Nina Ortlieb ist wohl das, was man als Kämpferin bezeichnen kann. Spätestens nach dem zweiten Schien- und Wadenbeinbruch innerhalb von nur 13 Monaten hätten vermutlich die meisten ihre Skischuhe an den Nagel gehängt. Nicht so die 29-Jährige. Sie kämpft seit Jänner tagtäglich für ihre Rückkehr in den Skiweltcup.

"Bin zum ersten Mal wieder mit 100 Prozent meines Körpergewichts gelaufen"
Im Basefive-Fitnesscenter, nur wenige Meter vom Innsbrucker Goldenen Dachl entfernt, stemmt Nina Ortlieb Gewichte, rudert, schwitzt – und lacht. Die 29-jährige Skirennläuferin absolviert dort derzeit den Großteil ihres Comeback-Trainings. Es ist der zweite Besuch von VOL.AT – und der Fortschritt ist deutlich spürbar.
"Mir geht’s sehr gut, ich bin sehr zufrieden mit den Fortschritten, sie sind größer als erwartet", verrät die Skirennläuferin mit einem Lächeln in ihrer Wahlheimat Innsbruck. Beim letzten VOL.AT-Besuch, vor zwei Monaten, lief sie noch mit reduzierter Last auf dem Anti-Schwerkraft-Laufband. Jetzt sagt sie mit einem Strahlen: "Gestern bin ich zum ersten Mal wieder mit 100 Prozent meines Körpergewichts gelaufen."
Rückkehr zur Normalität – Schritt für Schritt
Die Freude ist echt, fast greifbar. Denn was für andere selbstverständlich erscheint, war für Ortlieb lange Zeit unmöglich. "Ohne Unterstützung zu laufen, war das gesamte letzte Jahr nicht möglich", macht die Skirennläuferin deutlich. Jetzt, nur fünf Monate nach dem Reha-Start, ist sie weiter als nach 13 Reha-Monaten im Vorjahr. Doch wer denkt, damit sei das Comeback gesichert, irrt. Die Arbeit, sagt Ortlieb, fange jetzt erst richtig an.

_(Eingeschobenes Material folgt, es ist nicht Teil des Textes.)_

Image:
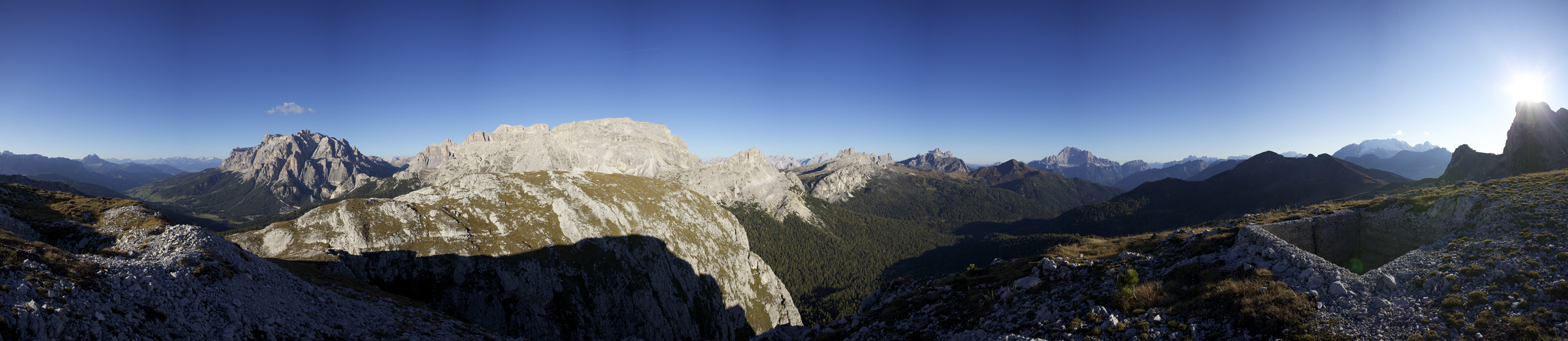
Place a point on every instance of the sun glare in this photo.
(1528, 87)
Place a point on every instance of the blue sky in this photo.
(988, 80)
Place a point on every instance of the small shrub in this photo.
(1453, 301)
(1473, 269)
(1477, 297)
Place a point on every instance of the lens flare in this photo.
(1526, 87)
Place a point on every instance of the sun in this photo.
(1526, 87)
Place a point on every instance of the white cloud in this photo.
(291, 107)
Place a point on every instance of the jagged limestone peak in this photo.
(505, 214)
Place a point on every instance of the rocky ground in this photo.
(113, 269)
(1495, 276)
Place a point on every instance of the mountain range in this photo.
(184, 164)
(1261, 183)
(276, 177)
(612, 228)
(98, 172)
(1537, 142)
(1081, 164)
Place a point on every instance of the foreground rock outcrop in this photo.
(552, 255)
(117, 269)
(935, 161)
(1470, 261)
(1537, 142)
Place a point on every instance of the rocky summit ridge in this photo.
(276, 177)
(612, 145)
(935, 161)
(117, 269)
(847, 172)
(552, 255)
(1086, 166)
(1537, 142)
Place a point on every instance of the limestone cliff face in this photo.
(117, 269)
(836, 179)
(783, 162)
(325, 166)
(748, 178)
(276, 177)
(612, 145)
(1537, 142)
(1086, 166)
(935, 161)
(552, 255)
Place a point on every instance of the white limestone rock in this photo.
(612, 145)
(325, 166)
(474, 230)
(182, 282)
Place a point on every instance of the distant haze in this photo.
(987, 80)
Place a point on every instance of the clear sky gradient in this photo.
(988, 80)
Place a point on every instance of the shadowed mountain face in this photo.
(1537, 142)
(559, 293)
(137, 173)
(63, 168)
(935, 161)
(1179, 172)
(182, 164)
(1408, 164)
(1073, 162)
(1385, 148)
(57, 183)
(505, 214)
(1264, 181)
(276, 177)
(1004, 172)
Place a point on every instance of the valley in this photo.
(516, 233)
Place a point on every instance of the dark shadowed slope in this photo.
(1264, 181)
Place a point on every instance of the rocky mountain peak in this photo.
(1076, 158)
(621, 246)
(940, 153)
(935, 161)
(1086, 166)
(1004, 172)
(820, 158)
(1537, 142)
(93, 159)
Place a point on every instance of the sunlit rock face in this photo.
(552, 255)
(935, 161)
(1073, 162)
(325, 166)
(846, 173)
(612, 145)
(1537, 142)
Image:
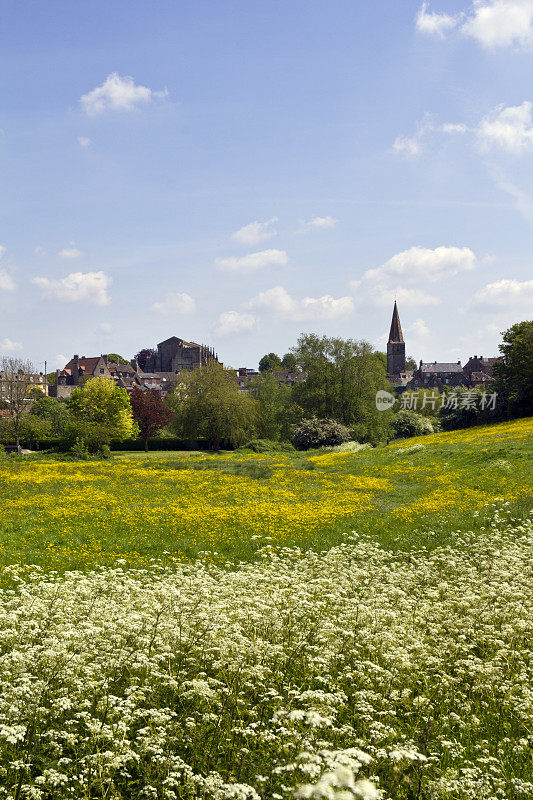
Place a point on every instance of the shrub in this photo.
(409, 423)
(315, 432)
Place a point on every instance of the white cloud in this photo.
(88, 287)
(317, 223)
(418, 328)
(253, 261)
(432, 23)
(117, 94)
(7, 284)
(510, 128)
(175, 303)
(279, 302)
(492, 23)
(255, 232)
(504, 295)
(70, 252)
(230, 322)
(8, 346)
(500, 23)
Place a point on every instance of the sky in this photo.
(236, 172)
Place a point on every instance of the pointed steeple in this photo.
(395, 334)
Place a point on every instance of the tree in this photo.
(269, 362)
(342, 379)
(149, 412)
(514, 372)
(289, 362)
(16, 385)
(209, 404)
(143, 355)
(114, 358)
(101, 412)
(277, 411)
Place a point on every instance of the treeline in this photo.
(332, 399)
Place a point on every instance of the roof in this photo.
(88, 365)
(395, 334)
(442, 366)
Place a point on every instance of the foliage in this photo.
(115, 358)
(514, 373)
(208, 404)
(54, 412)
(277, 411)
(300, 669)
(143, 355)
(315, 432)
(409, 423)
(269, 362)
(343, 377)
(149, 412)
(16, 386)
(101, 411)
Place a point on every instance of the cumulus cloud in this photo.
(316, 223)
(70, 252)
(402, 275)
(78, 287)
(175, 303)
(279, 302)
(255, 232)
(509, 128)
(232, 322)
(434, 24)
(504, 295)
(253, 261)
(8, 346)
(492, 23)
(117, 94)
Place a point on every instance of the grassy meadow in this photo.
(136, 508)
(334, 625)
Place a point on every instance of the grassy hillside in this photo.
(66, 515)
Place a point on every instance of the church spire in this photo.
(395, 334)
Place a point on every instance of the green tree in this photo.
(514, 372)
(277, 411)
(342, 379)
(269, 362)
(101, 411)
(208, 404)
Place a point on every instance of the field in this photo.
(71, 515)
(374, 642)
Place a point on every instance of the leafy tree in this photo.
(15, 376)
(342, 378)
(277, 411)
(115, 358)
(101, 411)
(514, 373)
(143, 355)
(319, 433)
(149, 412)
(269, 362)
(54, 412)
(209, 404)
(289, 362)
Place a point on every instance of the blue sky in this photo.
(236, 173)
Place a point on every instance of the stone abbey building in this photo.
(433, 374)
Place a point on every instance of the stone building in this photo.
(175, 355)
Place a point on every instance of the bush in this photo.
(319, 433)
(409, 423)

Fokus: Sprungkraft und Reaktionsfähigkeit
Seit dem letzten VOL.AT-Besuch hat sich das Training verändert. Sie arbeitet nun intensiv an ihrer Sprungkraft – ein Schlüsselbereich im alpinen Skisport.

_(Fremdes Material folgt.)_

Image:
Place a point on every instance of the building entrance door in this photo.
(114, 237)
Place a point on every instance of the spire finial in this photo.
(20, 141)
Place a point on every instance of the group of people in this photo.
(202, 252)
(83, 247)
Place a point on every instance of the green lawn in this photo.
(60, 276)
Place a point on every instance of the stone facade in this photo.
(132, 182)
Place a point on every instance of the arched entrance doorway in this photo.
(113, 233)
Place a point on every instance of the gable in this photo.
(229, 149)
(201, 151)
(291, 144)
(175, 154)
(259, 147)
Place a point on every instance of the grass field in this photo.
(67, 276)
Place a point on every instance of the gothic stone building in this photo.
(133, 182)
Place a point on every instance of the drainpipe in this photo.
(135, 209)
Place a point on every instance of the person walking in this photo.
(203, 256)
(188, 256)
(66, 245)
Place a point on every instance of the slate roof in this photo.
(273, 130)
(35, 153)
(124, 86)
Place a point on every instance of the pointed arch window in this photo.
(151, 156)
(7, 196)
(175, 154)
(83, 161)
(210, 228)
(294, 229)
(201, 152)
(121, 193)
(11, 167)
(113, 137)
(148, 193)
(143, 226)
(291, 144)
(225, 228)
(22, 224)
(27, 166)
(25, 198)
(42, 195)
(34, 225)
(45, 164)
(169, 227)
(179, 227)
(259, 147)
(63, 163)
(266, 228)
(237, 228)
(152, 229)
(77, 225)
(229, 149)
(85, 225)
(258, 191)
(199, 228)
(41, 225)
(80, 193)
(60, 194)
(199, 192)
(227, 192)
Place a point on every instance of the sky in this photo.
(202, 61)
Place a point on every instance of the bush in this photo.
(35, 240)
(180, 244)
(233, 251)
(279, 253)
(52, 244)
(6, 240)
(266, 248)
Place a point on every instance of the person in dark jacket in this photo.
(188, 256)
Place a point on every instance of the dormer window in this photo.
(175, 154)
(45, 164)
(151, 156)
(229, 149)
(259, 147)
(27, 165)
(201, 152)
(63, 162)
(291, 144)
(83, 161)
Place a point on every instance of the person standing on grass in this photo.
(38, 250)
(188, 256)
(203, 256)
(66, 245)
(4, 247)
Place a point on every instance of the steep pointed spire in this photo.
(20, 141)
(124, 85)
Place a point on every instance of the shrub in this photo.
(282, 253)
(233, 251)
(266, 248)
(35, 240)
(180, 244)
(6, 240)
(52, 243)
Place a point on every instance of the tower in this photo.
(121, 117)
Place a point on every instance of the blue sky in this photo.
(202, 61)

"Es ist entscheidend, dass die Bewegungsgeschwindigkeit wieder schneller wird. Im Spitzensport reicht es nicht, alles nur kontrolliert zu können – ich muss reagieren können, und die Muskeln müssen schnell antworten", nennt die 29-Jährige den Grund für das akribische Training.
Das Ziel: den Unterschied zwischen linkem und rechtem Bein verringern. Vor allem bei einbeinigen Übungen merke sie die Verletzung noch. "Da fehlt noch ein bisschen das Vertrauen."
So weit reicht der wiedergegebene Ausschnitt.